Cooling property market hits budget surplus as figures for 2019 set to be two-thirds down on last year’s, says Hong Kong financial secretary Paul Chan
- Chan said on Saturday that the fall in surplus was caused by a drop in land sales and stamp duties, and increased expenditure
A drop in land sales and increased expenditure on public services have reduced the government’s surplus to around HK$46 billion (US$5.9 billion) this year, down two-thirds from 2017-18, Financial Secretary Paul Chan Mo-po said on Saturday.
The sharp fall marks a four-year low, even though the government has enjoyed surpluses for the past 15 years.
The disclosure sparked calls from critics for the government to think twice before committing to a costly reclamation project east of Lantau Island.
Chan also hinted that the government was considering relaxing loan-to-value ratios for mortgages to help first-time homebuyers but he would not say when that might happen.
Speaking at a town hall meeting ahead of next month’s budget, the financial secretary said the surplus would be “more or less” the HK$46 billion estimated in February last year.
Chan explained the decrease was caused by a fall in land sales and stamp duties, coupled with an increase in recurrent expenditure on various public services.
Since taking office in July 2017, leader Carrie Lam Cheng Yuet-ngor has pushed social policies with higher recurrent expenditure, most notably an additional HK$7 billion for education.
Chan had indicated last year that recurrent spending would continue to rise.
Fending off calls to continue giving eligible citizens a HK$4,000 cash handout, Chan noted on Saturday: “The surplus this year is far less than that of last year … The situation is very different.”
He said he would continue to listen to the views of the public.

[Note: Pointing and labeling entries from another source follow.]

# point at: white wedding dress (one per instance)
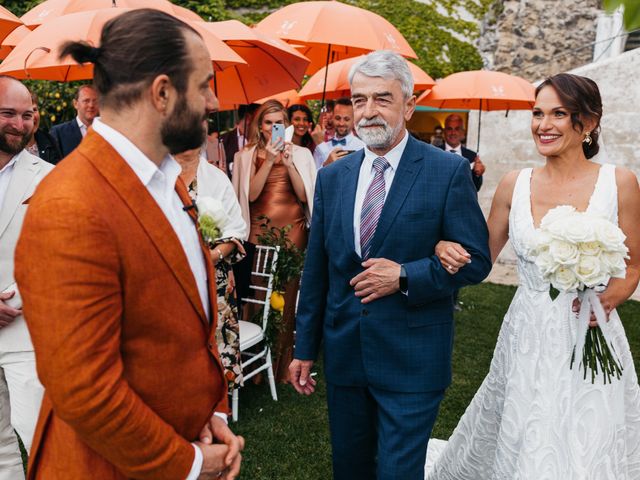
(533, 418)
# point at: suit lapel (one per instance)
(24, 174)
(348, 187)
(408, 170)
(143, 206)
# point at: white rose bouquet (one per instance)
(212, 218)
(578, 251)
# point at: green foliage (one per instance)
(631, 12)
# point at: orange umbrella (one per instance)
(480, 90)
(288, 98)
(337, 80)
(36, 56)
(12, 40)
(50, 9)
(8, 22)
(327, 31)
(272, 65)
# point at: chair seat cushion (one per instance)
(250, 334)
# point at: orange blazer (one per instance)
(128, 360)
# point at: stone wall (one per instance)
(537, 38)
(506, 143)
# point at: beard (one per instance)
(377, 138)
(13, 147)
(184, 129)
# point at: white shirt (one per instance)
(365, 177)
(5, 177)
(82, 127)
(322, 151)
(161, 182)
(451, 149)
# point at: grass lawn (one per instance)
(289, 439)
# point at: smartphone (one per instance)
(277, 132)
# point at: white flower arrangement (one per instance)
(576, 252)
(212, 218)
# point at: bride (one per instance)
(533, 417)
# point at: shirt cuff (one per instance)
(196, 468)
(223, 416)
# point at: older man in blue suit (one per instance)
(372, 289)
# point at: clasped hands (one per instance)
(220, 449)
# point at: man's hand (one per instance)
(478, 167)
(335, 154)
(220, 449)
(301, 379)
(7, 313)
(381, 278)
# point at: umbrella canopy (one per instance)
(51, 9)
(480, 90)
(8, 22)
(337, 80)
(272, 65)
(327, 31)
(36, 56)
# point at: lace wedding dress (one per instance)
(533, 418)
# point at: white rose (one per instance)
(590, 248)
(614, 264)
(545, 263)
(564, 279)
(590, 271)
(611, 237)
(574, 229)
(555, 214)
(563, 253)
(213, 208)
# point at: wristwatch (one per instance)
(404, 281)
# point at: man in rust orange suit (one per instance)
(118, 288)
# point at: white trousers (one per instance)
(20, 399)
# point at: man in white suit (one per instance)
(20, 173)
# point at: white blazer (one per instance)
(302, 160)
(28, 171)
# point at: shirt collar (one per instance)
(12, 162)
(457, 149)
(141, 165)
(392, 156)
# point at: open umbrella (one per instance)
(51, 9)
(337, 80)
(8, 22)
(272, 65)
(480, 90)
(36, 56)
(333, 30)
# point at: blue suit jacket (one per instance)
(67, 135)
(400, 342)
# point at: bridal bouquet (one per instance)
(578, 251)
(212, 218)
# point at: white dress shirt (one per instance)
(82, 127)
(322, 151)
(365, 177)
(160, 182)
(5, 177)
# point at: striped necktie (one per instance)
(372, 206)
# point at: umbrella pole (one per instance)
(479, 123)
(326, 73)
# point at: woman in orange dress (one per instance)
(276, 181)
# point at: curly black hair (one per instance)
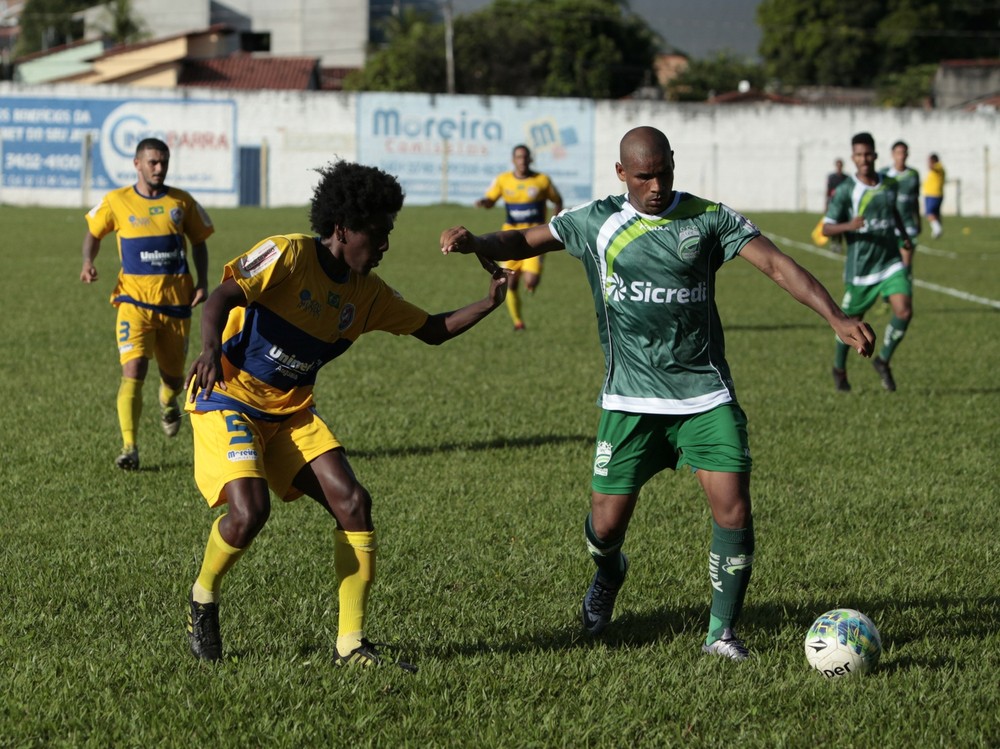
(352, 196)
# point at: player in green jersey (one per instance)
(907, 195)
(864, 211)
(668, 399)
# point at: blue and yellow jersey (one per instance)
(525, 199)
(297, 319)
(151, 246)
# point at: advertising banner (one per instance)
(448, 149)
(42, 141)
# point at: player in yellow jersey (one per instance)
(155, 291)
(284, 309)
(934, 193)
(526, 195)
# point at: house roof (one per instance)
(243, 72)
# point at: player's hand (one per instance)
(857, 334)
(458, 239)
(200, 295)
(205, 374)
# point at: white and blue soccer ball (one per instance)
(843, 642)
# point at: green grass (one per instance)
(477, 454)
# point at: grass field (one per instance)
(478, 456)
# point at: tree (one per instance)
(704, 78)
(120, 24)
(828, 42)
(586, 48)
(48, 23)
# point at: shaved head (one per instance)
(647, 169)
(642, 144)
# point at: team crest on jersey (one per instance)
(258, 260)
(614, 288)
(309, 304)
(602, 457)
(346, 317)
(689, 243)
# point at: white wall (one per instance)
(752, 157)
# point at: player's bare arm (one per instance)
(91, 246)
(206, 370)
(515, 244)
(447, 325)
(804, 288)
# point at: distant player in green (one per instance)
(668, 399)
(864, 210)
(907, 195)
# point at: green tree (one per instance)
(586, 48)
(48, 23)
(120, 23)
(829, 42)
(703, 78)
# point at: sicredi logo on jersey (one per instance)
(645, 292)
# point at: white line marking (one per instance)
(964, 295)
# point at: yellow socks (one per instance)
(129, 409)
(513, 302)
(219, 557)
(354, 562)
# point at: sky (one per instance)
(699, 28)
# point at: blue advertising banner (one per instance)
(449, 149)
(42, 141)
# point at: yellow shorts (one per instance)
(528, 265)
(229, 445)
(148, 334)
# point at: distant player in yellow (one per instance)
(526, 195)
(155, 292)
(934, 193)
(284, 309)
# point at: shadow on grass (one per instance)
(500, 443)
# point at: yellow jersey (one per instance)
(151, 246)
(525, 198)
(297, 319)
(934, 182)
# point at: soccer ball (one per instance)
(843, 642)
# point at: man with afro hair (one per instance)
(285, 308)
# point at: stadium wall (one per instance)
(66, 145)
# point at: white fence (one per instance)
(755, 157)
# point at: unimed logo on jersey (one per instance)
(645, 292)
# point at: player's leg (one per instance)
(229, 469)
(513, 299)
(171, 351)
(715, 444)
(629, 450)
(134, 347)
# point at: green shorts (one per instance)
(632, 448)
(859, 299)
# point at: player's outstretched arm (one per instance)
(206, 370)
(803, 286)
(91, 246)
(502, 245)
(447, 325)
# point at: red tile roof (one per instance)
(243, 72)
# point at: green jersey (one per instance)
(873, 251)
(907, 197)
(653, 281)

The 2017-18 financial year saw a record HK$138 billion surplus.
Several audience members at Saturday’s forum expressed scepticism at the high cost of the “Lantau Tomorrow Vision” reclamation scheme, and feared it might lead to a long-term deficit in public finances.
The plan, announced by Lam in her second policy address in October, has been estimated to cost more than HK$500 billion, although the government has refused to confirm the figure.
Chan said it was too early to speculate on whether the plan would cause a deficit, and urged the public to give the government the “benefit of the doubt” while awaiting more details.
“We’re confident the plan can drive revenue, and the government won’t do anything it cannot afford,” he said, stressing the cost would be incurred in one go.
Chan said the economy this year might suffer slower growth than in 2018, and circumstances remained challenging due to global uncertainty, in particular the ongoing US-China trade war.
Democratic Party lawmaker Andrew Wan Siu-kin said the government should look again at the controversial reclamation plan.
“With dark clouds looming over the economy, does the government have to be a big spender?” he said.
Wan, who pushed for cash handouts in last year’s budget, said the government would need to allocate its reserves appropriately if there was an economic downturn.
Chinese University economist Terence Chong Tai-leung believed the government was still capable of dishing out sweeteners, including another HK$4,000 to eligible citizens.
The administrative cost of the handout would be much reduced as it was not its first year, he said.
“Some HK$40 billion [surplus] is not a small amount. The actual figure may even be higher,” said Chong, who was still forecasting a surplus of HK$60 billion to HK$80 billion.
Economist Andy Kwan Cheuk-chiu, however, said officials should only provide relief measures if necessary.
He also called on the government to think again about the reclamation, which he described as a ticking bomb.
Kwan said if there were budget deficits in a few years the ability to fund the project would decrease.
“After you have committed, you can’t stop … the hidden expenditure problems would be big,” he said.
Education sector lawmaker Ip Kin-yuen said he believed the government would not revise its recurrent expenditure on education as it was a commitment the administration made.
But Ip believed officials might cut some one-off incentives.
At the meeting, Chan was twice urged to relax loan-to-value ratios for mortgages. He said the government was “very sympathetic” towards those facing hefty down payments and hinted it may consider easing ratios, especially for first-time buyers.
But he cautioned that any change would depend on the pace of downward adjustments in the housing market, the premium between the primary and secondary market, transaction volumes and the macro environment.
“We want to find a time so if this relaxation happens, the government’s intention will not be mistaken,” Chan said, adding there were no plans to relax the buyer’s stamp duty and double stamp duty that were introduced to cool housing demand.
He said he would not set a time on making a change.
Chan delivers his budget speech on February 27.